Mutfak bir tezgâhın arkasında yer alıyor. Yoğunluk nedeniyle tezgâha sürekli bireyler koyan usta olduğu için içerisi çok detaylı görülmüyor. Menüdeki çeşitliliğe rağmen kişisel nedenlerle çok fazla tercih edebileceğim yiyecek yoktu. Küçük bir alan olarak görülen mutfaktan çok fazla çeşidin çıkması nasıl oluyor? Genel olarak meyhane mutfakları büyük alanlar değildir. Fakat müşteri kapasitesiyle orantılı bir alan ayrılmış olması gerekir. Alışkanlığım olsa gerek bu tür mekânlarda tuvaletler dikkatimi çeker. MayDay’in tuvaletleriyle ilgili söyleyebileceğim bir şey yok. Çok lüks değil ancak çok kötü de değil.

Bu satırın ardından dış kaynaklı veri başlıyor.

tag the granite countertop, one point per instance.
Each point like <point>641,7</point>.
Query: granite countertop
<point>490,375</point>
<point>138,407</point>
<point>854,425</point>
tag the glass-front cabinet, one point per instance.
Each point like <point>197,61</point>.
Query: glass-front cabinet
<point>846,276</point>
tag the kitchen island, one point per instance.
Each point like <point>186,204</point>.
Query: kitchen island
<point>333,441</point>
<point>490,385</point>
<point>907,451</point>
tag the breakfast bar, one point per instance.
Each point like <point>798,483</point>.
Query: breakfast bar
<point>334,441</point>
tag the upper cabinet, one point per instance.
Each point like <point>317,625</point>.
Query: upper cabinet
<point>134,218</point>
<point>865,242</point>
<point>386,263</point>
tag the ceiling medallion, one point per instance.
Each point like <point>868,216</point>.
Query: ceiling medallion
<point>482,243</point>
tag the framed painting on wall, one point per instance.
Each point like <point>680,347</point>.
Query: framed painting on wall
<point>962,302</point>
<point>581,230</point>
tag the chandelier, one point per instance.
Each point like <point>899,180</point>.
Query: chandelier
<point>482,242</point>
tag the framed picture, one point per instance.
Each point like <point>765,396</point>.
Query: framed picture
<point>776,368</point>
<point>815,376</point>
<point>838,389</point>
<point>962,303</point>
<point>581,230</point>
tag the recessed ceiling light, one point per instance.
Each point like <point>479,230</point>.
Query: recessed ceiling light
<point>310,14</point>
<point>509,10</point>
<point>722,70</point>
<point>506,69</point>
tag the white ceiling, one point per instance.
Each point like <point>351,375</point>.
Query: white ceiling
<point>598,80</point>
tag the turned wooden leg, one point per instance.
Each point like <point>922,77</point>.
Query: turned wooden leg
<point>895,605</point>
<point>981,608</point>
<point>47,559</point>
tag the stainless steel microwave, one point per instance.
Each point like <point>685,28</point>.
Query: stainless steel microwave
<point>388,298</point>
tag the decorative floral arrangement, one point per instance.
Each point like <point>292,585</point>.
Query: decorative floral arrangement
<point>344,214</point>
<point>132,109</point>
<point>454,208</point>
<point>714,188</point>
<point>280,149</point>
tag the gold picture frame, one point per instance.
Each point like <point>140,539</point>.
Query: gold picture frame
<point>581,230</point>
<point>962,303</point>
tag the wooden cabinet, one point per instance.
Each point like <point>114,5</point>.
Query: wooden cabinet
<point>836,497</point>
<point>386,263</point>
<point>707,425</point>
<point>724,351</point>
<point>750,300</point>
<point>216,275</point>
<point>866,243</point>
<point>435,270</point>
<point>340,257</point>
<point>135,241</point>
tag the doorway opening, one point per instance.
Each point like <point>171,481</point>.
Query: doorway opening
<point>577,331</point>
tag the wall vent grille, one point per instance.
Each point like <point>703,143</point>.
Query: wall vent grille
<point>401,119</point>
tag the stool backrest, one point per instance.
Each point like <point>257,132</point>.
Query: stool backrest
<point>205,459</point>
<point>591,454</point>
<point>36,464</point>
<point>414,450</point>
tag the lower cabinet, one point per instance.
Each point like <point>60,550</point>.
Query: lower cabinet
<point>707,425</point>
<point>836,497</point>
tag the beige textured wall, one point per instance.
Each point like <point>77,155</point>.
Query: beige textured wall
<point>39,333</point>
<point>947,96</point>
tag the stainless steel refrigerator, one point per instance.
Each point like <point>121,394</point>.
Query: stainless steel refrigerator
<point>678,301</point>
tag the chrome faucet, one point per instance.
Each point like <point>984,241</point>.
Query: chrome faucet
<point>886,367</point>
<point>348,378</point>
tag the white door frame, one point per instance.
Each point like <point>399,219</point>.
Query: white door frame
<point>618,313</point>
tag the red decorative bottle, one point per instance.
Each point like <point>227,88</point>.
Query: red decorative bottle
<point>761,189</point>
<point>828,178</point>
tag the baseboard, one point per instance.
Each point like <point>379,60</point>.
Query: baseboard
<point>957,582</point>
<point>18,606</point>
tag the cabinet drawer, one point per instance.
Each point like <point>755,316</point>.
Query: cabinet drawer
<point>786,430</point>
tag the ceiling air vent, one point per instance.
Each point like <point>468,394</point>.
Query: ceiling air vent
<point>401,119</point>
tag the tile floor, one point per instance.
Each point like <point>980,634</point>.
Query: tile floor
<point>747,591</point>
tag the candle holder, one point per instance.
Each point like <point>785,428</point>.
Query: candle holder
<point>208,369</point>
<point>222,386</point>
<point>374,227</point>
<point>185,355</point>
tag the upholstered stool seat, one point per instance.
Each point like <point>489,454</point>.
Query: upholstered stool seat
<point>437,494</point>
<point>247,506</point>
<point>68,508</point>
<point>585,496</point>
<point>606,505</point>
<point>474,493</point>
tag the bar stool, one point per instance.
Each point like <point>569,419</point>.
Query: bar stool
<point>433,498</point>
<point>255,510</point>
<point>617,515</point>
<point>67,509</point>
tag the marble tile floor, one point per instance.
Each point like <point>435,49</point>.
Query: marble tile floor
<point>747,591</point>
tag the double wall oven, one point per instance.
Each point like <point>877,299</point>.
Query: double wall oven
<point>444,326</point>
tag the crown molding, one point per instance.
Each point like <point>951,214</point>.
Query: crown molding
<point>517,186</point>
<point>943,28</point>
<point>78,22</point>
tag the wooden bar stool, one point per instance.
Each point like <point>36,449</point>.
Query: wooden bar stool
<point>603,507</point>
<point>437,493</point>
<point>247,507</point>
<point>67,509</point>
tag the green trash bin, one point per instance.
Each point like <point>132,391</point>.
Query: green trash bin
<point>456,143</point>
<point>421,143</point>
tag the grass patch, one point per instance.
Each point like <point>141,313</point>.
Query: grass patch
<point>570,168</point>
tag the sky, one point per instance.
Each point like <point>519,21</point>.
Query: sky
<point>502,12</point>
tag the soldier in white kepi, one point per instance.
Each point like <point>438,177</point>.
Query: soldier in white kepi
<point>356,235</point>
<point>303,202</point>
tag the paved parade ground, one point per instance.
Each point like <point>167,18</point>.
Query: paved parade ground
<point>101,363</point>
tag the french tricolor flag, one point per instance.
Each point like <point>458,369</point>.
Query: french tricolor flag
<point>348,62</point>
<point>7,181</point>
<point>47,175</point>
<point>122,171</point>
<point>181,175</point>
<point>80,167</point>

Tartışılabilecek önemli bir konu ise işletmenin isminde Rum Meyhanesi ifadesini kullanması. Mekanın özellikleri dikkate alındığında meyhane tanımı;-“gürültülü ve kalabalık içkili -yüksek sesli müzik- olan, 20-30 kişilik grupların uzun bir masada oturup, yiyip, içip, eğlendikleri yerdir” olarak akla getiriyor. Acaba gerçekten öyle mi? İçimizdeki sevinç mutluluk üzüntüleri paylaşmak için bir çilingir sofrasının etrafında sohbetleri koyulaştırma kısmı nerede kaldı. Hatta methini duyduğum erik turşusu da yoktu.

Fiyat değer…

Fiyat olması gerektiği gibi,  ne ucuz ne de pahalı. Ancak müşterilerin yiyecek içecek dışında mekânın sunduğu ortam yani dekor, ses, müzik, ışık, konfor gibi durumları da yaptıkları ödemeyle ilişkilendirdikleri bilinmektedir. Gürültülü içkili ortamlardan hoşlanmayan birisi olarak duyduğum rahatsızlığın ödemesini değil yediklerim ve içtiklerimin ödemesini yaptığımı düşünüyorum.

MayDay Rum Meyhanesi
Hoşnudiye Mahallesi Vural Sokak No:16
222 230 60 67            532 422 65 87

İzmir Midye Dolma

MayDay çıkışı hemen çaprazında bulunan İzmir Midye Dolmacı’sına gittik. İçerisi küçük ve oturabileceğimiz yer yoktu. Hava sıcaklığının sıfıra yakın olduğu kış mevsiminde dışarıya bir masa konuldu. Biz de biralarımızı ve ortaya bir midye dolma söyleyip iyice kapanarak oturduk. Midyeler hiç fena değildi. Hatta lezzetli geldi. Ancak yeterince rakı içip üzerine lezzet testi yapmak ne kadar doğru? Açıkçası başka bir zaman tadım yapsam nasıl değerlendiririm, bilmiyorum. İçine konulanlar, baharat dengesi, midye oranı vs gibi detayları nesnel de olsa vermek kolay olurdu.